Todos os pacientes estavam sob tratamento para Hipertensão Arterial previamente e tinham _*sabidamente*_ Pressão Arterial Sistólica ≥ 160 mmHg antes do início do tratamento.

¿Cómo se traduciría en este caso? Ya busqué la definición de 'sabidamente' en diferentes foros y diccionarios pero no encontré nada. Entiendo la idea general pero no me queda la traducción.

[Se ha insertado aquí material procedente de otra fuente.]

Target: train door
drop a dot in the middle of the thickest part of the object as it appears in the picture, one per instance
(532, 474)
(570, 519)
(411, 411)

Agradecería cualquier ayuda que me pudieran prestar con esta palabra.

----------------


----------



## Vanda

Todos os pacientes estavam sob tratamento para Hipertensão Arterial previamente e tinham _*sabidamente*_ Pressão Arterial Sistólica ≥ 160 mmHg antes do início do tratamento.

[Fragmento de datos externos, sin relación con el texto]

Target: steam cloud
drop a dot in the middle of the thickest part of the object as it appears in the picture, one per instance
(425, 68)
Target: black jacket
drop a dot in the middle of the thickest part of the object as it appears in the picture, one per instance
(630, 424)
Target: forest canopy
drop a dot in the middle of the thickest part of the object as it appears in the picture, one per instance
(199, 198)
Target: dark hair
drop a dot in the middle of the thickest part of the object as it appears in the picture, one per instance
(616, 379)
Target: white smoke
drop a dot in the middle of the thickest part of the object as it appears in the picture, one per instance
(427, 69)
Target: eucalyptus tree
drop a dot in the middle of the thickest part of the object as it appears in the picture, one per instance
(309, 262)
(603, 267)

Sabia-se que todos os pacientes tinham pressão arterial sistólica.
Sabíase que todos los pacientes tenían presión arterial....


----------



## brasileirinho

Fiz uma traduçãozinha:
Todos los pacientes estaban en tratamiento para la Hipertensión Arterial previamente y se sabía que tenían presión arterial sistólica ≥ 160 mmHg antes de haber empezado el tratamiento.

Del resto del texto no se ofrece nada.